‘In God We Trust’ to be displayed in Hancock County Schools

NEW DISPLAY — Hancock County Superintendent Dan Enich shows a mockup of a poster the district soon will be displaying throughout the school system’s buildings. The poster is required under a new state law. -- Craig Howell
NEW CUMBERLAND — In following a new state code, all buildings within the Hancock County Schools system soon will include signage displaying the words “In God We Trust.”
Introduced in February by state Sen. Mike Azinger, R-Wood, Senate Bill 280 amended state code to require the phrase — designated as the official national motto of the United States in 1956 — to be put on display in the state’s public schools.
The bill was fully approved by both houses of the Legislature and signed by Gov.
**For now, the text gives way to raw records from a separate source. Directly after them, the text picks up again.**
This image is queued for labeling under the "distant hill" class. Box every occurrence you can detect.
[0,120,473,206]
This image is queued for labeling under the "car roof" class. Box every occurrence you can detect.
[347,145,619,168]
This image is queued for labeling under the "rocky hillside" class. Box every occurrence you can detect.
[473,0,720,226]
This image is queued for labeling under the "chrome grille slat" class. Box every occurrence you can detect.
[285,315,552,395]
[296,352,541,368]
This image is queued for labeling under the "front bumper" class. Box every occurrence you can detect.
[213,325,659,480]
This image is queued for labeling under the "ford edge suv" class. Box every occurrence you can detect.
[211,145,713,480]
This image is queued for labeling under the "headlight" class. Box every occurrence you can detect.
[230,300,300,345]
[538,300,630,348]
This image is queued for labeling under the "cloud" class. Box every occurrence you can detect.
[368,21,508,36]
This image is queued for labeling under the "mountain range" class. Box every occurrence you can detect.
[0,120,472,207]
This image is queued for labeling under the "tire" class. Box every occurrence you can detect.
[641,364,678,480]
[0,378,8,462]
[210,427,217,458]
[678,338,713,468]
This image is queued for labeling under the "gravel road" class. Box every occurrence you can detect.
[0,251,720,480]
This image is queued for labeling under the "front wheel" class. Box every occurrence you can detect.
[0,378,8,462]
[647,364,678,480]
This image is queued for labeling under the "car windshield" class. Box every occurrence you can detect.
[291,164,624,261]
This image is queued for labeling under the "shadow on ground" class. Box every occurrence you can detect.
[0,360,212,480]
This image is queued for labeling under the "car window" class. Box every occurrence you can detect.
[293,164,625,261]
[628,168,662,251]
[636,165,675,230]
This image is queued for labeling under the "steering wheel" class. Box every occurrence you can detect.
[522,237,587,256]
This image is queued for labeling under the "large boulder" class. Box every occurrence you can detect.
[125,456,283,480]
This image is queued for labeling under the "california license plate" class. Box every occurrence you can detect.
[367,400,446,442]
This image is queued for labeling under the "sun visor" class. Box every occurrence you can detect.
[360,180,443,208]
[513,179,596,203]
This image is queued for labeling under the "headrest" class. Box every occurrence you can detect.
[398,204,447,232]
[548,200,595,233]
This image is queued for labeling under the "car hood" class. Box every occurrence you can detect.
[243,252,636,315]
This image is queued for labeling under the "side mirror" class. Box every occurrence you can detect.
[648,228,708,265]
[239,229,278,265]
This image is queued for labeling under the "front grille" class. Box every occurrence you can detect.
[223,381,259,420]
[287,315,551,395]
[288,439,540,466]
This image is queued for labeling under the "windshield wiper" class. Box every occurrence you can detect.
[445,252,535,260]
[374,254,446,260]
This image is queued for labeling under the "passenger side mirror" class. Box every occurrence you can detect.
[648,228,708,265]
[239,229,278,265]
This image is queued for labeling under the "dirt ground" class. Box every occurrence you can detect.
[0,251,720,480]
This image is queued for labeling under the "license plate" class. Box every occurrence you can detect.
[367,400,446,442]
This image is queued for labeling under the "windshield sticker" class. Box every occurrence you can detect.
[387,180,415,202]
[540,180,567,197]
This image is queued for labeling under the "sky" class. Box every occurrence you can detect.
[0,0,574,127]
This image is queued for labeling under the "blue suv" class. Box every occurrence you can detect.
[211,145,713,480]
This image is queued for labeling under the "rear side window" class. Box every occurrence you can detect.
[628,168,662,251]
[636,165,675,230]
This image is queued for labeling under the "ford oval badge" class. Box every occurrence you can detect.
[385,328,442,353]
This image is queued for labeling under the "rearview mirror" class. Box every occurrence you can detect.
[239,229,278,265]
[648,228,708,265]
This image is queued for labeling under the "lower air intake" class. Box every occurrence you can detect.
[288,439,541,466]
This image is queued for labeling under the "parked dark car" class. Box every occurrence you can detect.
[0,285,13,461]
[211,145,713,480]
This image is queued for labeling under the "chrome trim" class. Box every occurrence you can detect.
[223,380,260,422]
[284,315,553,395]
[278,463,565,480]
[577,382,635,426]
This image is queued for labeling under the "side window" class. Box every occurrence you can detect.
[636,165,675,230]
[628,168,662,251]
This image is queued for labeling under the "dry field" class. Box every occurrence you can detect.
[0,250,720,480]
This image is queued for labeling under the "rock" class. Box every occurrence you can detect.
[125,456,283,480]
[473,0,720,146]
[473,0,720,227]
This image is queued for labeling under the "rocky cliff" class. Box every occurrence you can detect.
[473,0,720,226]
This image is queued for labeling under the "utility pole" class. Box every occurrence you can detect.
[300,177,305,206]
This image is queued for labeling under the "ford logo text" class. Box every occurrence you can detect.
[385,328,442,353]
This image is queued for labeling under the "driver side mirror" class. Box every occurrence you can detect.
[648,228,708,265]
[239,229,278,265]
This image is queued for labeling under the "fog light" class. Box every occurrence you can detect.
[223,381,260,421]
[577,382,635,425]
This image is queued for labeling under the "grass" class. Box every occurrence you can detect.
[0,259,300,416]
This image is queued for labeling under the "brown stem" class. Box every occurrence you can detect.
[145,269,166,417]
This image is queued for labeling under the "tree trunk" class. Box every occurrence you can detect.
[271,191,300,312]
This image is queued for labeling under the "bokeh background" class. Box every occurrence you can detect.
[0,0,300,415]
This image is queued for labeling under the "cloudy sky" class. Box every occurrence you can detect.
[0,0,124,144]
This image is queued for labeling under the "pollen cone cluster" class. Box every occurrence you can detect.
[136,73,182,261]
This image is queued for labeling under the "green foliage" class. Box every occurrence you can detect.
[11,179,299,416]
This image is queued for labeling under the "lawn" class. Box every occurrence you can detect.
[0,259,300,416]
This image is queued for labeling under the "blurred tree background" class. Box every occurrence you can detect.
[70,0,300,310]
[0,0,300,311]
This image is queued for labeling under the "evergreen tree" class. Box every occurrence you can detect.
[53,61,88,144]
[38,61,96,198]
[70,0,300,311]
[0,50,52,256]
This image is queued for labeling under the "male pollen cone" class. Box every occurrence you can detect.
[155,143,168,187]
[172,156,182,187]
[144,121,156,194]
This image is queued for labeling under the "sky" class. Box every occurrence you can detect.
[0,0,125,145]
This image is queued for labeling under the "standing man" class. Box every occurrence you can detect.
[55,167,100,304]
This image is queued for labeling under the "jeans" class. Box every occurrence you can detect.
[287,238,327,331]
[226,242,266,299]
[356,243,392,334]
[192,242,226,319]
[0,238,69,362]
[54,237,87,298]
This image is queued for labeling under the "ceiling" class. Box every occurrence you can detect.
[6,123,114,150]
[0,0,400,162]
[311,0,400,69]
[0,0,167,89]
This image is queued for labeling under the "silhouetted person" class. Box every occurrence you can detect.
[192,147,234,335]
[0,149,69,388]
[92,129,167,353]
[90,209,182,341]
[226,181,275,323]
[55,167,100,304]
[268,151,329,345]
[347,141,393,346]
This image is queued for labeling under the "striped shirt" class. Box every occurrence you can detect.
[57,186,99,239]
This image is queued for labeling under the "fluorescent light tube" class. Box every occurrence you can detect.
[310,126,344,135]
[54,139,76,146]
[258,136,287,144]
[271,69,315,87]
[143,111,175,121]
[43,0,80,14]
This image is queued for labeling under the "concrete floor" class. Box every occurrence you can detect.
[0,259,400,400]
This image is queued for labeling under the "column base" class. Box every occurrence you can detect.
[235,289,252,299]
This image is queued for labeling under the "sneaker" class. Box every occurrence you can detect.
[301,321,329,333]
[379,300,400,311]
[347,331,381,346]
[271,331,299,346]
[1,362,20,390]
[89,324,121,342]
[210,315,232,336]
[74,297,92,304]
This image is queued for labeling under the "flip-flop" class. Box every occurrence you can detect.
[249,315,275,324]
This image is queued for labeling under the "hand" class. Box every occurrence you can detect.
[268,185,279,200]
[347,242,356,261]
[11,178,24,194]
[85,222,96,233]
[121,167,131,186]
Patrick Morrisey in April.
“It’s required in all schools in West Virginia,” Hancock County Schools Superintendent Dan Enich said during Monday’s meeting of the Hancock County Board of Education, at which time he unveiled a mockup of the signage to be displayed in the county.
SB 280 requires “public elementary and secondary schools and state institutions of higher education to display in a conspicuous location within a common area of the main building or similar location in another building a durable poster or framed copy of the United States motto, ‘In God We Trust’.”
“It has to be in a prominent location in every school,” Enich said.
The text of the bill requires “the poster or framed copy of the national motto described in this section is a minimum of 8.5 by 11 inches, and shall contain a representation of the United States flag centered under the national motto and may not depict any other words, images or other information.”
No public funds can be used to meet the requirements, but school districts are permitted to accept private donations to cover their costs.
The same requirements also apply to colleges and universities and public charter schools in West Virginia.